• HC-4.2 HC-4.2 Nominating Committee

    • HC-4.2.1

      The board must establish a Nominating Committee of at least three directors which must:

      (a) Identify persons qualified to become members of the board of directors or Chief Executive Officer, Chief Financial Officer, Corporate Secretary and any other officers of the company considered appropriate by the board, with the exception of the appointment of the internal auditor which shall be the responsibility of the Audit Committee in accordance with rule HC-3.2.1 above;
      (b) Make recommendations to the whole board of directors, including recommendations of candidates for board membership (including renewals or reappointment) to be included by the board of directors on the agenda for the next annual shareholders meeting; and
      (c) Must review and make recommendations on board candidates proposed by those substantial shareholders eligible to propose a director to represent such shareholder on the board.
      July 2011

    • HC-4.2.2

      The committee must include only independent directors or, alternatively, only non-executive directors of whom a majority must be independent directors and the chairman must be an independent director.

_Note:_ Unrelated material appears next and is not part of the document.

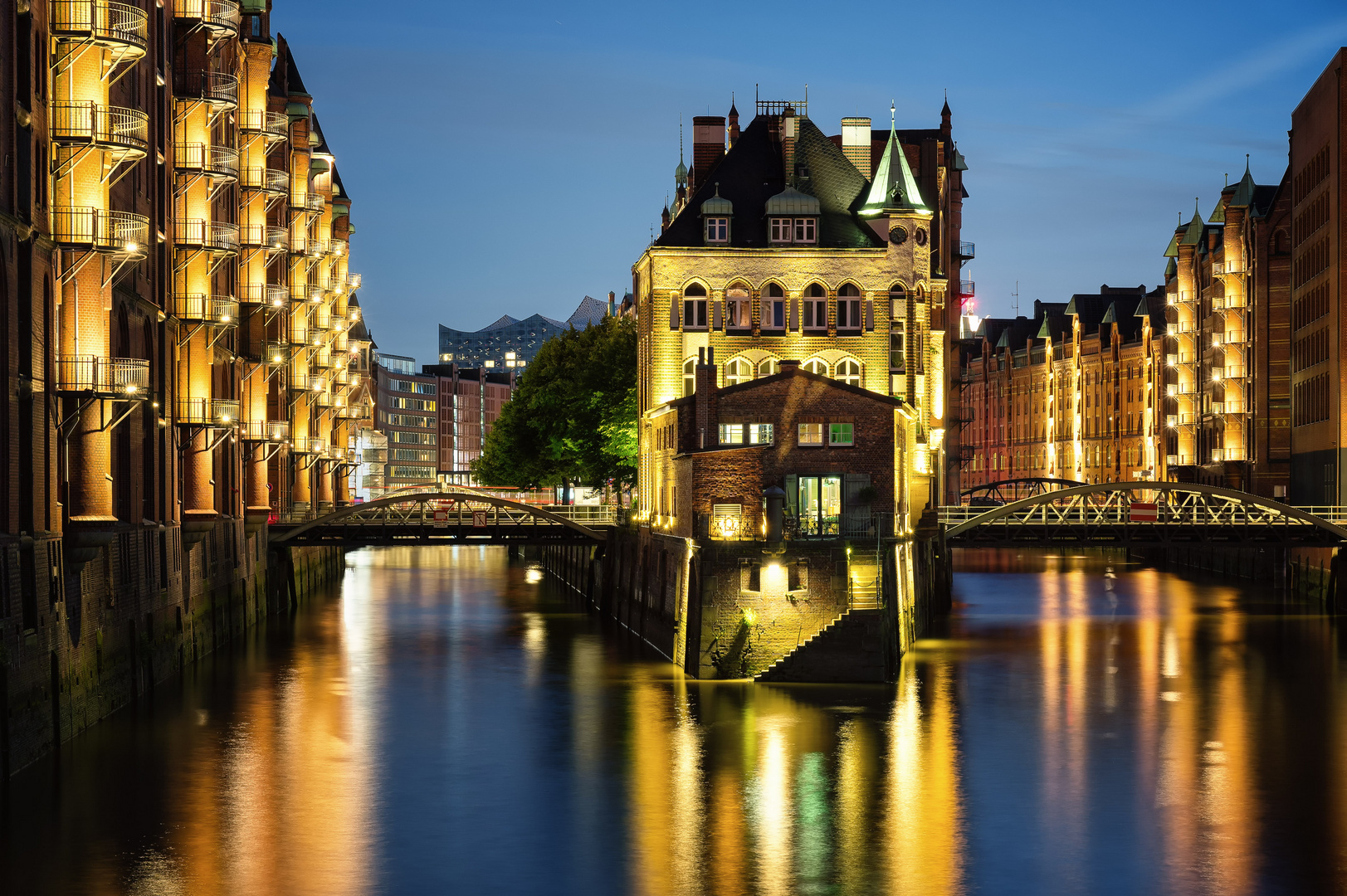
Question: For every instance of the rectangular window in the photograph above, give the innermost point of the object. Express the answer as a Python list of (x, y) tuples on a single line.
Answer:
[(694, 314), (815, 314), (732, 434), (760, 433)]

This is consistent with international best practice and it recognises that the Nominating Committee must exercise judgment free from personal career conflicts of interest.

      Amended: January 2012
      July 2011

    • HC-4.2.3

      The Nominating Committee should establish a reasonable timeframe to be included in its terms of reference sufficient for it to be able to perform its necessary due diligence in respect of the recommendations prior to such nominations being tabled at any shareholders meeting.